Ubicación geográfica y jurisdicción del Gran Nayar

El Gran Nayar se encuentra enclavado en la Sierra Madre Occidental en el interior de un espacio serrano ubicado al oriente de Jalisco y al occidente de los actuales estados de Durango y Zacatecas. Entre los años de 1524 y 1531 tuvieron lugar las primeras expediciones españolas en territorios adyacentes a la sierra, las cuales tenían el objetivo de iniciar el poblamiento más allá de las fronteras conocidas. Una de las fundaciones más importantes fue la villa de Compostela, establecida por Ñuño de Guzmán, la cual se conformó como la primera capital del Nuevo Reino de Galicia.

Las primeras descripciones que dan cuenta de la existencia del Nayar fueron realizadas por el conquistador Guzmán y sus huestes, quienes la calificaron como una región “áspera”, compuesta por barrancas y despeñaderos, de “mal comer y de malos caminos”, no aptas para el tránsito con caballos y pobladas por unos pocos indios rebeldes y gentiles; en síntesis, era una tierra que ofrecía pocas riquezas y atractivos a los colonos españoles (Güereca, “Misionar” 285). El historiador Matías de la Mota Padilla mencionaba en su Historia de la Conquista de la Nueva Galicia ([1742] 1870) que:

Desde el año de 1542, que el señor virrey D. Antonio de Mendoza ¡lustró el reino de la Nueva Galicia con su persona, bajando de los cerros de Coynan, Nochistlán y Mixtón, los indios que sublevados hostilizaban la tierra, se retiraron muchos rebeldes a la sierra del Nayarit, que está en el centro de dicho reino de la Galicia. Es áspera por la profundidad de sus barrancos y por lo intrincado de sus riscos, tanto que en dos siglos se ha dificultado su allanamiento, y ha sido albergue de la gentilidad y refugio de los malvados apóstatas, que son los que han impedido la reducción de los gentiles. (458)
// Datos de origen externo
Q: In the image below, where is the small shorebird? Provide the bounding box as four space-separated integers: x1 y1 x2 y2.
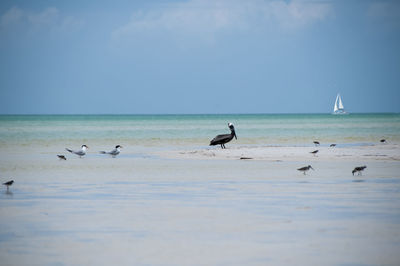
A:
210 123 237 149
297 165 314 175
65 145 89 158
100 145 122 158
57 155 67 161
351 165 367 175
3 180 14 191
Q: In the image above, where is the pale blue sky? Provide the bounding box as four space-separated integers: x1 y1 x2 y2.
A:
0 0 400 114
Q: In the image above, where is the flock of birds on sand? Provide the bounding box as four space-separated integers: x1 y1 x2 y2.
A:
3 123 386 192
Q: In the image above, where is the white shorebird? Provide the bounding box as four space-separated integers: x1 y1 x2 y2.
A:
65 144 89 158
351 165 367 175
297 165 314 174
100 145 122 158
57 154 67 161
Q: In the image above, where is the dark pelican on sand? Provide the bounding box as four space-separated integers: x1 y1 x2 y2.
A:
210 123 237 149
3 180 14 191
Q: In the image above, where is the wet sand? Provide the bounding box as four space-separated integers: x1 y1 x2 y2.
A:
0 144 400 265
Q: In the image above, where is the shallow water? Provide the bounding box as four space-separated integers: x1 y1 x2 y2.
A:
0 115 400 265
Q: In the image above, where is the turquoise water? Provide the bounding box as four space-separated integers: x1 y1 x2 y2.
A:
0 114 400 146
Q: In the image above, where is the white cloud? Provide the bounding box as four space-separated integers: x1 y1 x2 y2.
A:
367 2 400 19
113 0 333 38
0 7 84 31
0 7 23 28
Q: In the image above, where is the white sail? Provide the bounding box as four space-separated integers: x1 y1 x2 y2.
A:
333 93 347 114
333 94 339 113
339 95 344 109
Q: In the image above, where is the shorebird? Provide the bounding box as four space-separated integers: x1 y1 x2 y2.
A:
57 155 67 161
65 144 89 158
3 180 14 191
100 145 122 158
297 165 314 175
210 123 237 149
351 165 367 175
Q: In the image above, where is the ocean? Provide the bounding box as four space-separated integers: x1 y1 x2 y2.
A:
0 114 400 266
0 114 400 148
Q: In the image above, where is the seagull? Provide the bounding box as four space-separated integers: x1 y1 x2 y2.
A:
297 165 314 174
3 180 14 191
65 144 89 158
210 123 237 149
57 155 67 161
100 145 122 158
351 165 367 175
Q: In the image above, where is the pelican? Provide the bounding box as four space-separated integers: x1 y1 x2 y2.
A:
210 123 237 149
3 180 14 191
65 144 89 158
100 145 122 158
297 165 314 174
351 165 367 175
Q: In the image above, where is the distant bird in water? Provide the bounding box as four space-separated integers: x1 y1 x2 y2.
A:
297 165 314 175
65 145 89 158
210 123 237 149
57 155 67 161
351 165 367 175
100 145 122 158
3 180 14 191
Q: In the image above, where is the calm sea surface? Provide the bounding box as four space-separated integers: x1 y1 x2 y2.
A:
0 114 400 146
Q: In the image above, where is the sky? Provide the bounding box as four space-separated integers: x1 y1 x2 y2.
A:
0 0 400 114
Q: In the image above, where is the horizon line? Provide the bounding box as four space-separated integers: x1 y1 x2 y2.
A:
0 112 400 116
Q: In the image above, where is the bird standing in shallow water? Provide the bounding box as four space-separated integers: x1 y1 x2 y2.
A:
3 180 14 191
297 165 314 175
65 144 89 158
351 165 367 175
100 145 122 158
210 123 237 149
57 155 67 161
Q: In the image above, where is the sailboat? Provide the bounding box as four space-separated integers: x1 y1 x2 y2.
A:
332 93 347 115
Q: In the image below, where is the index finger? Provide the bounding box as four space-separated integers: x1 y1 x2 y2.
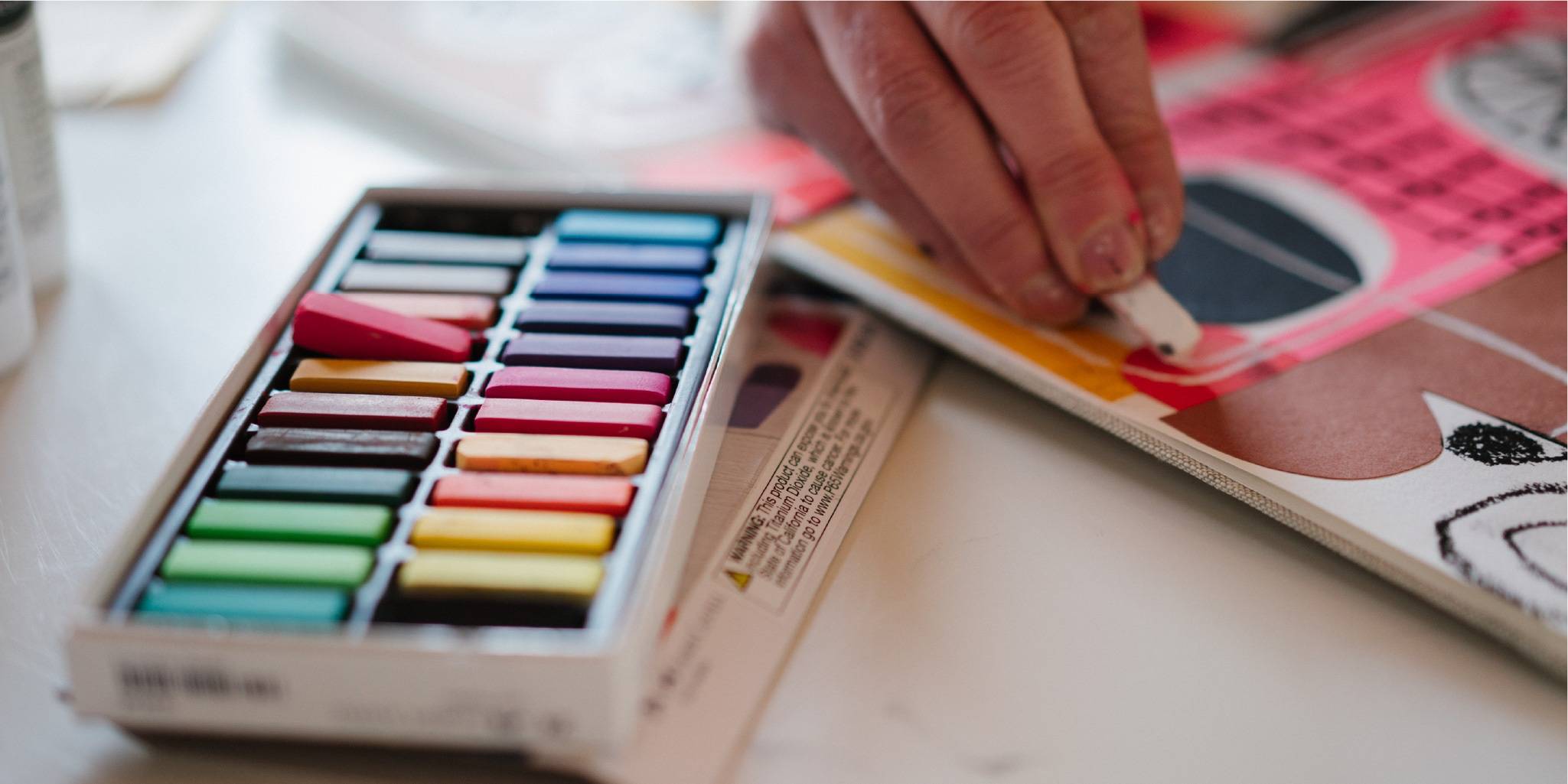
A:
1051 2 1182 262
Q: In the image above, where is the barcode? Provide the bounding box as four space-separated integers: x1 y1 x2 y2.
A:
119 665 282 699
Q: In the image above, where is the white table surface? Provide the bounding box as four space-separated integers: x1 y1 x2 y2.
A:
0 14 1565 784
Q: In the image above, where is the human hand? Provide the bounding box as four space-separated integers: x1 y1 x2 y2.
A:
746 2 1182 324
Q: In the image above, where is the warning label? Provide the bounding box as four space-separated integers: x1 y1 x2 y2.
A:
719 363 892 612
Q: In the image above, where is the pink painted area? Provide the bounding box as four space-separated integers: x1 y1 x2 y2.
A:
1124 5 1568 409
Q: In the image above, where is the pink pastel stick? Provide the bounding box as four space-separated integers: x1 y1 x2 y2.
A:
484 366 670 406
474 400 665 439
293 291 471 363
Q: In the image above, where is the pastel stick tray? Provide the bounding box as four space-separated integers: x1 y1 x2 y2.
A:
69 188 770 750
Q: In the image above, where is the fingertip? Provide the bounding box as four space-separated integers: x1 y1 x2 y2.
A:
1139 190 1182 263
1010 272 1088 326
1063 220 1148 293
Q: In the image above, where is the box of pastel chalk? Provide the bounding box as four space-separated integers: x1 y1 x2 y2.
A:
69 188 770 753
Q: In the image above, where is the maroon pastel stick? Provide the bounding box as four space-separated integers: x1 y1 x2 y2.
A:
256 392 447 433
Para el siglo XVIII, este territorio sería reconocido bajo tres nombres distintos: provincia del Nayarit, San Joseph del Gran Nayar o Nuevo Reino de Toledo (Gutiérrez 23). En términos jurídicos, los responsables de administrar los recursos y las fuerzas militares presentes en la provincia asumirían el título de “gobernador, protector y teniente de capitán general del Nuevo Reino de Toledo”, otorgado por el virrey de México (Gerhard 145). Por las características peculiares de este territorio, la figura del protector de indios gozaría de gran relevancia, derivado de la necesidad de mantener el orden civil en una región diversa. Sin embargo, la preponderancia que tendría dicho cargo se vería reflejada sobre todo en los primeros años posteriores al proceso de conquista militar, como se verá más adelante.
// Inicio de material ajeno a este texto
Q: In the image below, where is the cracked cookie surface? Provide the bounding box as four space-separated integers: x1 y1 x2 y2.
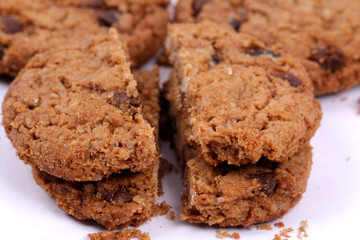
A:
166 22 322 165
0 0 169 76
3 29 158 181
176 0 360 95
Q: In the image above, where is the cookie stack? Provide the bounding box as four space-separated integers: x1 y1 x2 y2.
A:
0 0 169 77
166 22 322 226
0 0 168 229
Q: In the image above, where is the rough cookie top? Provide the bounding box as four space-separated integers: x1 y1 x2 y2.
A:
166 22 322 165
3 29 158 181
176 0 360 95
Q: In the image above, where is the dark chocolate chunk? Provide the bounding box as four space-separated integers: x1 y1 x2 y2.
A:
1 17 24 34
309 46 345 73
112 92 140 108
246 47 281 58
230 19 242 32
250 172 278 196
193 0 210 17
211 54 220 64
99 9 121 27
277 72 304 87
114 188 134 203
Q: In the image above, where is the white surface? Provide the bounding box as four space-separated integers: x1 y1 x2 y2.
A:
0 64 360 240
0 0 360 240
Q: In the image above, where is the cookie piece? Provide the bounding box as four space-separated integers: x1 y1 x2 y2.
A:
33 68 159 229
0 0 169 76
180 145 312 227
3 29 158 181
166 22 322 165
176 0 360 95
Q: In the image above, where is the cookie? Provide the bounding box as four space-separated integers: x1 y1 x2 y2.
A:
166 62 312 227
176 0 360 95
0 0 169 76
33 68 159 229
165 22 322 166
3 29 159 181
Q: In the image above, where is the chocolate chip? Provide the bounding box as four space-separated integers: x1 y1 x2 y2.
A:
211 54 220 64
250 172 278 196
245 47 281 58
277 72 304 87
86 0 106 8
230 19 242 32
99 9 121 27
309 46 345 73
193 0 210 17
114 188 134 203
112 92 140 108
1 17 24 34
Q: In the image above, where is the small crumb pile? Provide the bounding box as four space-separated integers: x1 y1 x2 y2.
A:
297 220 309 239
88 228 150 240
272 220 309 240
274 222 285 228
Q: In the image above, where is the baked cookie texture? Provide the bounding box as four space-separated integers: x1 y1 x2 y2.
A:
180 145 312 227
166 22 322 166
3 29 159 181
88 228 150 240
33 68 159 229
176 0 360 95
0 0 169 76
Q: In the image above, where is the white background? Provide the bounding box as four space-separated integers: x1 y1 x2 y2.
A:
0 0 360 240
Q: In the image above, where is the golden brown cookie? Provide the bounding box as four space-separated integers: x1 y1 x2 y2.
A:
166 22 322 166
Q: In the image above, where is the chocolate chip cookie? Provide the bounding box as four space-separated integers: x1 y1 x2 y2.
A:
0 0 169 76
165 22 322 166
180 145 312 227
176 0 360 95
33 68 159 229
3 29 158 181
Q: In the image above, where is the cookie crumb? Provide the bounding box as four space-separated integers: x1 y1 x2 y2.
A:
274 222 285 228
166 211 175 220
88 228 150 240
297 220 309 239
216 229 230 239
257 224 272 230
153 201 172 216
231 233 240 239
280 228 293 238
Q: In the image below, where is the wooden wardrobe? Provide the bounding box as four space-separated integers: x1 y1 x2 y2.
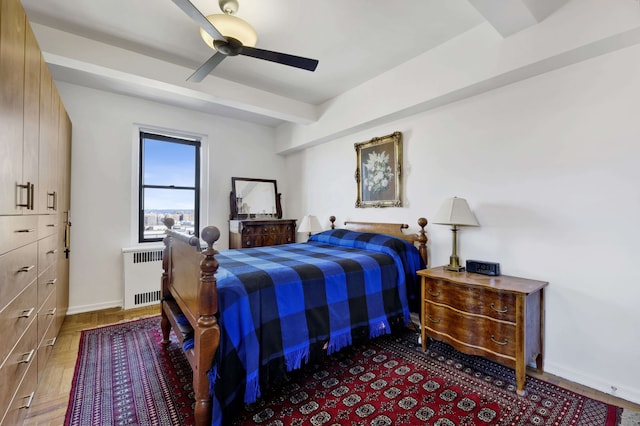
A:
0 0 71 425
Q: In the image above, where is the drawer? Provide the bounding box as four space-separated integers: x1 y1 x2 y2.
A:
0 362 38 426
38 293 56 344
0 243 38 310
422 301 516 358
38 263 58 309
0 282 38 365
38 214 58 238
424 278 516 323
38 312 57 378
0 215 38 254
38 235 58 274
0 321 38 420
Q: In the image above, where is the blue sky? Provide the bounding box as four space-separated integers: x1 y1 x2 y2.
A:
144 139 196 210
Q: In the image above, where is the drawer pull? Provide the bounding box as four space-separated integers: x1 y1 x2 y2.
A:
18 391 36 410
18 349 36 364
491 334 509 346
18 308 36 318
491 303 509 314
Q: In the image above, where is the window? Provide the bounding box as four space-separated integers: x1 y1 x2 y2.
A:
138 132 200 243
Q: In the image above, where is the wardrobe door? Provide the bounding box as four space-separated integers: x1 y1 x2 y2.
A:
0 0 25 215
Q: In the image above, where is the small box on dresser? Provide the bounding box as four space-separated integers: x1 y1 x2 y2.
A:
418 267 548 394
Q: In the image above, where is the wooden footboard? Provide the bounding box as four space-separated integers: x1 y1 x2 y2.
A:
161 219 220 426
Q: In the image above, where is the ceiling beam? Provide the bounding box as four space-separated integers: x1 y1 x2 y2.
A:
469 0 568 38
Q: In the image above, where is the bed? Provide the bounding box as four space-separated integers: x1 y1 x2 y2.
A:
161 216 427 425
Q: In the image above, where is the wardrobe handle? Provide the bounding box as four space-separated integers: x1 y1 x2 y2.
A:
47 191 58 210
18 349 36 364
27 183 36 210
490 303 509 314
16 182 33 210
18 391 36 409
18 308 36 318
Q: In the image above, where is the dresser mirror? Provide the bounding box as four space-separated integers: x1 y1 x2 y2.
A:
229 177 282 219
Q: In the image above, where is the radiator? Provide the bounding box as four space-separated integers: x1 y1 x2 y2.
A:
122 247 162 309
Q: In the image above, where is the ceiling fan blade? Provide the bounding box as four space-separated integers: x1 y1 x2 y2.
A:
187 53 226 83
239 47 318 71
171 0 227 41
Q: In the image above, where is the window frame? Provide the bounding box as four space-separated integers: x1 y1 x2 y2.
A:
136 128 203 244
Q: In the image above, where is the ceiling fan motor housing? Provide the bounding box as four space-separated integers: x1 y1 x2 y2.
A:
213 37 242 56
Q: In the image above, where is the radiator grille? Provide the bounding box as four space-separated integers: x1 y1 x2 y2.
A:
122 248 163 309
133 250 162 263
133 290 160 306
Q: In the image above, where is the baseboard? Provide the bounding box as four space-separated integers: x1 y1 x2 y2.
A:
544 362 640 404
67 299 122 315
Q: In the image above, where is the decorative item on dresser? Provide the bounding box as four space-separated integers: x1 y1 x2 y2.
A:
298 214 322 237
433 197 480 272
418 266 548 395
0 0 71 425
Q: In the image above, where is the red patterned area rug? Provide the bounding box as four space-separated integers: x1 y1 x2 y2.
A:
65 317 622 426
234 332 622 426
64 316 195 426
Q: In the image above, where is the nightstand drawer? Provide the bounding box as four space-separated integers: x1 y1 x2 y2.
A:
423 302 516 358
425 278 516 323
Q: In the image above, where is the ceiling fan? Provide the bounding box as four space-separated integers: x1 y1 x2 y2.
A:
171 0 318 82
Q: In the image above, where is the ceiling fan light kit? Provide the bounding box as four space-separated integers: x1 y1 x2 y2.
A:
200 14 258 50
172 0 318 82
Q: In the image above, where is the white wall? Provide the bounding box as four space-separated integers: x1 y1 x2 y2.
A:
279 46 640 402
56 82 286 313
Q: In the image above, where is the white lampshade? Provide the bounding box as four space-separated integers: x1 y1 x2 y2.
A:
200 14 258 50
298 215 322 235
432 197 480 226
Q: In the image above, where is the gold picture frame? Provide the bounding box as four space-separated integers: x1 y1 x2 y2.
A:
354 132 402 207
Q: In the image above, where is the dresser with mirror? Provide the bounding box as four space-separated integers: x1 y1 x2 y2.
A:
229 177 296 249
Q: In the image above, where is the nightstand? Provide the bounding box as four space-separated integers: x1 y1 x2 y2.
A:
418 267 548 395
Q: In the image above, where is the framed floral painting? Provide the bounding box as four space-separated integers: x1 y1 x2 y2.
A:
354 132 402 207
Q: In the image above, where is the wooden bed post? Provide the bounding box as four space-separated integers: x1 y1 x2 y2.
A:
417 217 429 266
193 226 220 425
160 218 175 345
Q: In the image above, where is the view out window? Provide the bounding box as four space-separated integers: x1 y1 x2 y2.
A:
138 132 200 243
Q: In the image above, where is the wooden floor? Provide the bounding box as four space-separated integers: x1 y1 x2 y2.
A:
24 305 640 426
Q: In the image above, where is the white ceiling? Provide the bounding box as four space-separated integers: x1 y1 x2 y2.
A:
22 0 566 125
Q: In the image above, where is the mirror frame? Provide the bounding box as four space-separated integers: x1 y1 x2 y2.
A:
229 177 282 220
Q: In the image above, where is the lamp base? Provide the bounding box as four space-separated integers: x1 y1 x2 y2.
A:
444 265 464 272
444 255 464 272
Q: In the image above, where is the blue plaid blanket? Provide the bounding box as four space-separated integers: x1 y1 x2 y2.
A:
209 229 424 425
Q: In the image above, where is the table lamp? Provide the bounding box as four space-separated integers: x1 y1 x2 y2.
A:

Las funciones jurídicas del protector de indios en el norte novohispano

Desde la segunda mitad del siglo XX los estudios historiográficos que abordan la figura del protector de indios o naturales lo han hecho de forma casi periférica, es decir, no representan el actor principal de análisis. El historiador peruano Javier Saravia destaca dos enfoques de investigación desde los cuales se han articulado los trabajos más reconocidos: el político, centrado en la revisión de su funcionamiento demandado por las instituciones coloniales, y el social, que aborda la figura del protector a partir de las distintas variantes que conformaban su actuación derivada de la casuística y las circunstancias particulares (1).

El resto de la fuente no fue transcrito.